I am grateful to hear of your accomplishments, and also to hear of you as a person. In part, I am grateful because I am so lonely. I have many friends, but only a few of them know that I am so different from others inside, that I have this diagnosis. I agree, we must be so careful (especially in an area with a low population, or when in professional circles) to say anything about this aspect of who we are. The risk is so high. We had enough secrets in our childhood. It is difficult to have more, as adults.
I love your idea of an internal counselor. One of my inner teenagers think that sounds kind of cool. I had another solution, starting about ten years ago. It took a lot of courage, but we decided to call the major adult of the time "Mommie." She got adopted as mommie by many of the rest of us. She/I is a good mommie. She is not violent. She has good boundaries. She respects us, and listens. She takes care of us. It took a huge breakthrough (with a previous therapist), to see with my eyes and believe with my hearts that a mommie person can be something other than violent and enjoying inflicting pain. So it helps to have an internal mommie.

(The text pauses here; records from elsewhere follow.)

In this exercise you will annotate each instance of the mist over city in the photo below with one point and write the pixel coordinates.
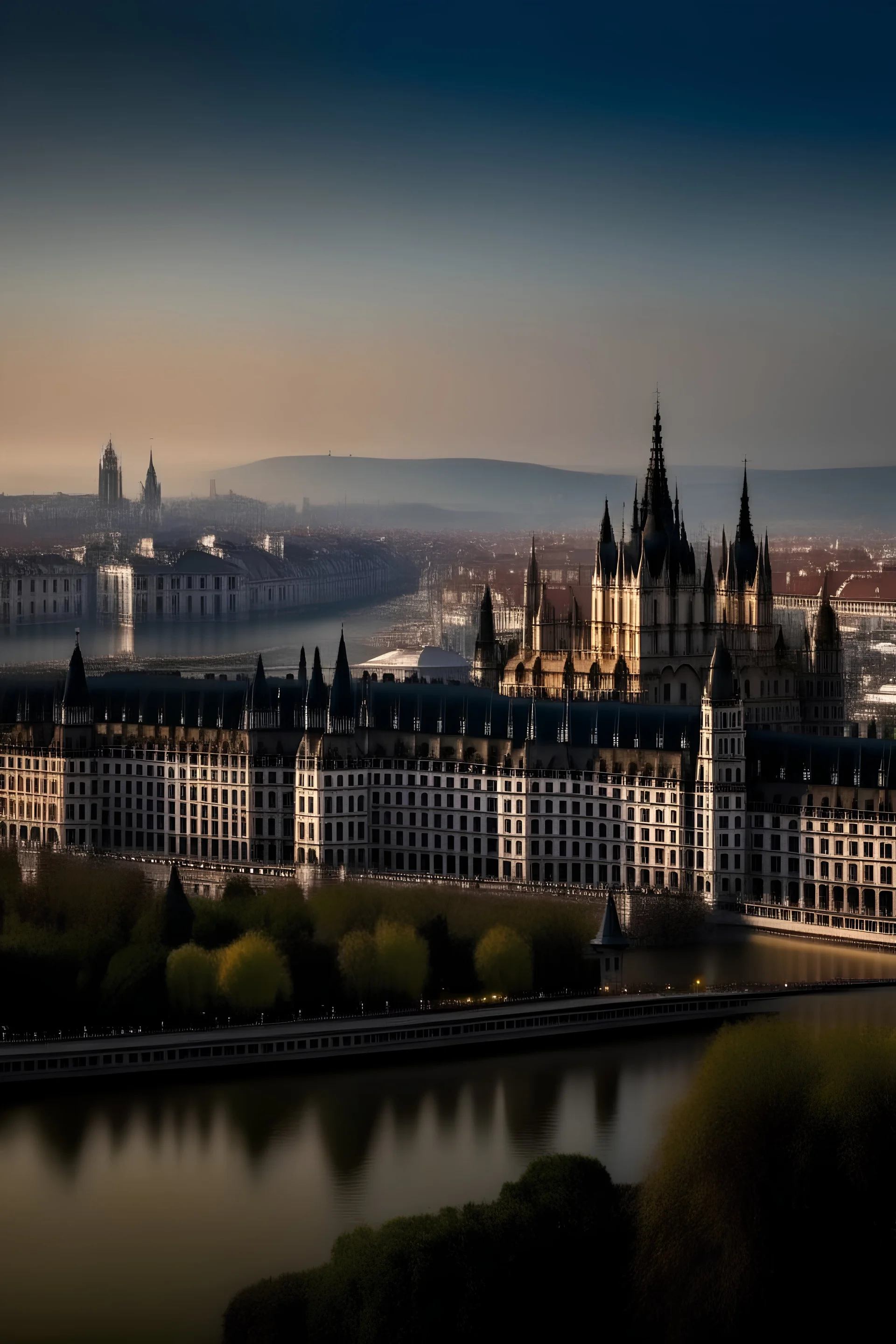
(448, 677)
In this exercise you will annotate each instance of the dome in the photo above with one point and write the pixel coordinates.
(721, 683)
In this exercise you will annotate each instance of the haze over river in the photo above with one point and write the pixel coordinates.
(135, 1213)
(279, 640)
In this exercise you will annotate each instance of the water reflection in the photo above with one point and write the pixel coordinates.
(148, 1207)
(280, 640)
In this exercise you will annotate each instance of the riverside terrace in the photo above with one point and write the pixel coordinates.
(449, 781)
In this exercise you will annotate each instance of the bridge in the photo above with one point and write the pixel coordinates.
(305, 1045)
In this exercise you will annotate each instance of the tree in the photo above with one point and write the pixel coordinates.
(504, 961)
(359, 963)
(404, 959)
(178, 924)
(252, 973)
(191, 976)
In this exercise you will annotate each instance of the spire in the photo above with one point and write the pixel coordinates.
(76, 694)
(745, 525)
(532, 573)
(606, 526)
(342, 697)
(260, 694)
(708, 581)
(317, 687)
(178, 920)
(608, 549)
(487, 619)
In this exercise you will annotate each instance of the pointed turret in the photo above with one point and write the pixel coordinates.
(721, 683)
(342, 697)
(76, 694)
(316, 702)
(178, 920)
(721, 574)
(260, 691)
(608, 549)
(746, 553)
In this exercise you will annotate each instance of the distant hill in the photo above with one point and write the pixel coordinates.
(436, 494)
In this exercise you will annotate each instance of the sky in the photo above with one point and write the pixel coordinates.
(470, 229)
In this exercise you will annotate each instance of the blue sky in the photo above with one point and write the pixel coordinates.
(418, 229)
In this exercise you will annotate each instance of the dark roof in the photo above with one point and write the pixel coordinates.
(836, 764)
(612, 935)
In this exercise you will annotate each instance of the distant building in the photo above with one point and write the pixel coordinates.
(656, 616)
(111, 491)
(426, 665)
(152, 495)
(43, 588)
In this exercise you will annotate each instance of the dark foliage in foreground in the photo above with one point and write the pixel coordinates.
(769, 1214)
(512, 1269)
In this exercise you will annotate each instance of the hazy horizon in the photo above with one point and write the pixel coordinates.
(272, 230)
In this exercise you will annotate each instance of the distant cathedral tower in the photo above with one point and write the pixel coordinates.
(152, 494)
(111, 492)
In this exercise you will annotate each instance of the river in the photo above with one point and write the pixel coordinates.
(133, 1213)
(279, 640)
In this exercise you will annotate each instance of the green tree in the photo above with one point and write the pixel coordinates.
(504, 961)
(404, 959)
(133, 984)
(191, 978)
(178, 924)
(252, 973)
(359, 963)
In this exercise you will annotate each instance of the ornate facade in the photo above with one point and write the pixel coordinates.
(656, 615)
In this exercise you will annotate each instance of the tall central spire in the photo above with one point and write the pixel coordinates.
(658, 488)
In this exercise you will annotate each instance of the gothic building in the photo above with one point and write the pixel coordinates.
(656, 616)
(457, 781)
(152, 495)
(111, 491)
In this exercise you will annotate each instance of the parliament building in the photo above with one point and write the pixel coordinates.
(656, 613)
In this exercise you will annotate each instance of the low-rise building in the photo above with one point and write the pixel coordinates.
(35, 589)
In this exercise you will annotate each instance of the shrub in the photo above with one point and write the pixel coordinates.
(519, 1268)
(252, 975)
(359, 963)
(504, 961)
(191, 976)
(402, 959)
(777, 1144)
(135, 981)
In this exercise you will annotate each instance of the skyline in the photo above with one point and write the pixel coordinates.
(291, 233)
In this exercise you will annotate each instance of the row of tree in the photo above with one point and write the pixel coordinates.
(93, 944)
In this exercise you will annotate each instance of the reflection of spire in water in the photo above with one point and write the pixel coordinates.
(606, 1092)
(123, 643)
(531, 1096)
(348, 1113)
(484, 1094)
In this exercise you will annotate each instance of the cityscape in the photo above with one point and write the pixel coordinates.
(448, 671)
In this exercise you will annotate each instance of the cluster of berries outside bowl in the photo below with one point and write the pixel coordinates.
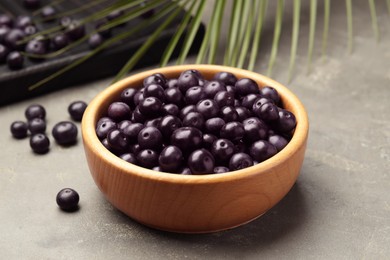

Recently, things have been very very rough, by my standards. Our hearts break. No hospitalization, no medications, but we are so aware (because this is the 12-step way) that it is comforting and helpful to share experience, strength and hope (and sometimes weakness and despair). That sharing provides perspective and a sense of not being alone. I do not have perspective. I truly feel alone. I do not have a friend with DID, who is not on disability, who is professionally respected, who is a steady human being, who I can turn to with questions like, "What do YOU do when you hate going to your therapist? If you have great grief about missing time (the Rip Van Winkle phenomenon), how do you manage your grief? Tell me your horrors, and, also, how do you survive positively?" It would make such a difference to be able to hear some of this from others. I have been suicidal recently. I keep positively reframing these feelings, but they are still there--a lot of loss.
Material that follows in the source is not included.